”Sei più di quello che gli altri vedono”.
Una frase che stigmatizza noi bodybuilder, etichettati dall’aspetto. Gli altri, spesso e volentieri, non lo sanno che sotto i nostri muscoli c’è (molto) altro: mestieri, passioni, interessi diversi.
Eppure la questione più difficile è: noi lo sappiamo?
Quanto l’essere bodybuilder ci limita invece che spingerci avanti, quanto dentro la nostra testa costruiamo la nostra vita con l’immagine riflessa dai discorsi e dagli sguardi degli altri, piuttosto che dalla nostra stessa, vera, percezione?

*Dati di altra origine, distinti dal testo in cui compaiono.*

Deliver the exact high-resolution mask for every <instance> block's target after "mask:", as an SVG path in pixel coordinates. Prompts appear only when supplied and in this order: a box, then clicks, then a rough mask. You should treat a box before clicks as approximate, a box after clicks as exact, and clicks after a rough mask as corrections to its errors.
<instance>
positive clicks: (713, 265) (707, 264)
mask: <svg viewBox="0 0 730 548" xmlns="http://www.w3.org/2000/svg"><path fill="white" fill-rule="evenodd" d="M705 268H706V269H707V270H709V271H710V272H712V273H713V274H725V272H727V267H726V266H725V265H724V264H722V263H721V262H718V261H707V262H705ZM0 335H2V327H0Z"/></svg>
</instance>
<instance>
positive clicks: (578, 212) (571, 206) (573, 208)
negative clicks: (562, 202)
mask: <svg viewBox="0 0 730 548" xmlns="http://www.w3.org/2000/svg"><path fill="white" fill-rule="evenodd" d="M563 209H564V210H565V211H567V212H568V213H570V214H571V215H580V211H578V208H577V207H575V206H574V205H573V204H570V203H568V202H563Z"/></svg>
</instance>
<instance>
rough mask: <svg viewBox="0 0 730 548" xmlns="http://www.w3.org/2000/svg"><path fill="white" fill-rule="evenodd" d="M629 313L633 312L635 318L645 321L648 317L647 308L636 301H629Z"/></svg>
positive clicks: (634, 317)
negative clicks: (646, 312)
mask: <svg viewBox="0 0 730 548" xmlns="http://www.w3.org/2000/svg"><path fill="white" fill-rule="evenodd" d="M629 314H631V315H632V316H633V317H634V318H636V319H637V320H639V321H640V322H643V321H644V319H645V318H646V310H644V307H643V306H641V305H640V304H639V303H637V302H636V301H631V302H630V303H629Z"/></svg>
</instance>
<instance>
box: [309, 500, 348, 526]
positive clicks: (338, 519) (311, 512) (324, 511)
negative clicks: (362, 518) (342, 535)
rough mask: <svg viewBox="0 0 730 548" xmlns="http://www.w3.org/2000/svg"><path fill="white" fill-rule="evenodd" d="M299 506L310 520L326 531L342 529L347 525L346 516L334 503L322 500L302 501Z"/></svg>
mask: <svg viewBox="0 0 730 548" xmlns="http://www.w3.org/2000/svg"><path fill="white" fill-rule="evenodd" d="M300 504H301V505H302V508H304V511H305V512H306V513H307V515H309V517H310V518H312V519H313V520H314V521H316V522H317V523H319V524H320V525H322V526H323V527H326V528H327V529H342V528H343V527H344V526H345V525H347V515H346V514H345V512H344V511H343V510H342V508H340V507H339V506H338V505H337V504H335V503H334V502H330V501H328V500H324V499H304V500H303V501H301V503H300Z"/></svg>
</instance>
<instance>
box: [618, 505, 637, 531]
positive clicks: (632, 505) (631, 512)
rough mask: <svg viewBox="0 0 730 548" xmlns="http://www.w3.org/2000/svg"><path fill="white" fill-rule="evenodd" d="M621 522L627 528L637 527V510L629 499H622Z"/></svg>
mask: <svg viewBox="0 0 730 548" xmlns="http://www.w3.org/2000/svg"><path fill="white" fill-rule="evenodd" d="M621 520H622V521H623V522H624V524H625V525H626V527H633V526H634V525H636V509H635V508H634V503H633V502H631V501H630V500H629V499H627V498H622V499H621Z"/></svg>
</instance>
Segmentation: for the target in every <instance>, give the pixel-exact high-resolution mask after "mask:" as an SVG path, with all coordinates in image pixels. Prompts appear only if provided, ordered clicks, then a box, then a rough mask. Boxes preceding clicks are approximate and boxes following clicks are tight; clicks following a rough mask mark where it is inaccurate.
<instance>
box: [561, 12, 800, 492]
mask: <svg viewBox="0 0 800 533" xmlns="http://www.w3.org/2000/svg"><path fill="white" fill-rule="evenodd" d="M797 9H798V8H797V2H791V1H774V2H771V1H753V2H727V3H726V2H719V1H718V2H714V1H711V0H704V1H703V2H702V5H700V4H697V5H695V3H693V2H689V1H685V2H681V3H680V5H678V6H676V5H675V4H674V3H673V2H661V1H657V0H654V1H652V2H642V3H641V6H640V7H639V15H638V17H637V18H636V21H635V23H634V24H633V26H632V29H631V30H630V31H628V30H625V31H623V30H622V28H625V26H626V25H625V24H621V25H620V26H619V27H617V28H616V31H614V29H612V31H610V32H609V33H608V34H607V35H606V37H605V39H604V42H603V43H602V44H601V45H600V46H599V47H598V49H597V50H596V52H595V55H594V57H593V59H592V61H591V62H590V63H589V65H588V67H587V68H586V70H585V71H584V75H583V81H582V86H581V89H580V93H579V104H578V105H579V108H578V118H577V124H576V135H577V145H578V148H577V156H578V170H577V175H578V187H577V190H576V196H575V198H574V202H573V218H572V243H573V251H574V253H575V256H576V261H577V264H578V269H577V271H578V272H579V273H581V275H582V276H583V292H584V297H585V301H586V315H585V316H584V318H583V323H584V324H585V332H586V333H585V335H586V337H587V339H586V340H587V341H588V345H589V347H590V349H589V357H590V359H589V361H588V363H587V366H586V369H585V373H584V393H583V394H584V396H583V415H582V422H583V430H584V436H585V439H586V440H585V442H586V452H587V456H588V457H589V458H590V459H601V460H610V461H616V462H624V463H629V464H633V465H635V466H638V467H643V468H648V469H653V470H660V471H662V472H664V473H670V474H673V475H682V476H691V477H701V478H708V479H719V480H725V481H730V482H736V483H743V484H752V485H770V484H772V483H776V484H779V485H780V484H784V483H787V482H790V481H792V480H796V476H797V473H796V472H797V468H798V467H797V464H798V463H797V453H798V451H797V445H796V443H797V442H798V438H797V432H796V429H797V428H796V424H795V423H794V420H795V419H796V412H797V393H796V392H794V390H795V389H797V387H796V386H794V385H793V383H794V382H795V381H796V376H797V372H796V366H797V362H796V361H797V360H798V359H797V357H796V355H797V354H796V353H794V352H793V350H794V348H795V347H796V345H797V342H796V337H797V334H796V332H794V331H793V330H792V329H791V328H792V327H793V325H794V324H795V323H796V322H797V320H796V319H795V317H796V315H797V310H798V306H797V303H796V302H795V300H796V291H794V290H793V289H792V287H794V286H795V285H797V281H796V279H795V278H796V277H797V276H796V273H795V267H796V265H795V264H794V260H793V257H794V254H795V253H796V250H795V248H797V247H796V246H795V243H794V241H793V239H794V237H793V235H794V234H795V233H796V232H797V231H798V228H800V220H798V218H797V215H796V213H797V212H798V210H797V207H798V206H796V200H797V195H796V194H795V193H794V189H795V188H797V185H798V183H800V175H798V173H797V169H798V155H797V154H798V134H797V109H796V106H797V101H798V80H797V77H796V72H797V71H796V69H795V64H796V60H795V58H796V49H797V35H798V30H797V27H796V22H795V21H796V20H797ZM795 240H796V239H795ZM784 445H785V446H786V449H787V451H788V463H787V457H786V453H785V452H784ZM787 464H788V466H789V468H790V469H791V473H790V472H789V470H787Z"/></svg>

Ci piace e ci torna comodo essere “quello che gli altri vedono”. Come quell’uomo del romanzo che iniziò il bodybuilding per avere un aspetto che incutesse timore e potere continuare ad essere, in fondo in fondo, un codardo. Sul grande palcoscenico della vita, spesso mettiamo in atto giochi di “specchi e fumi”, recitiamo parti e siamo catturati da ruoli che ci hanno assegnato. Forse vale la pena fermarsi a pensare se non c’è anche qualche altro ruolo da impersonare, qualche altro film da vedere, qualche altro libro da leggere.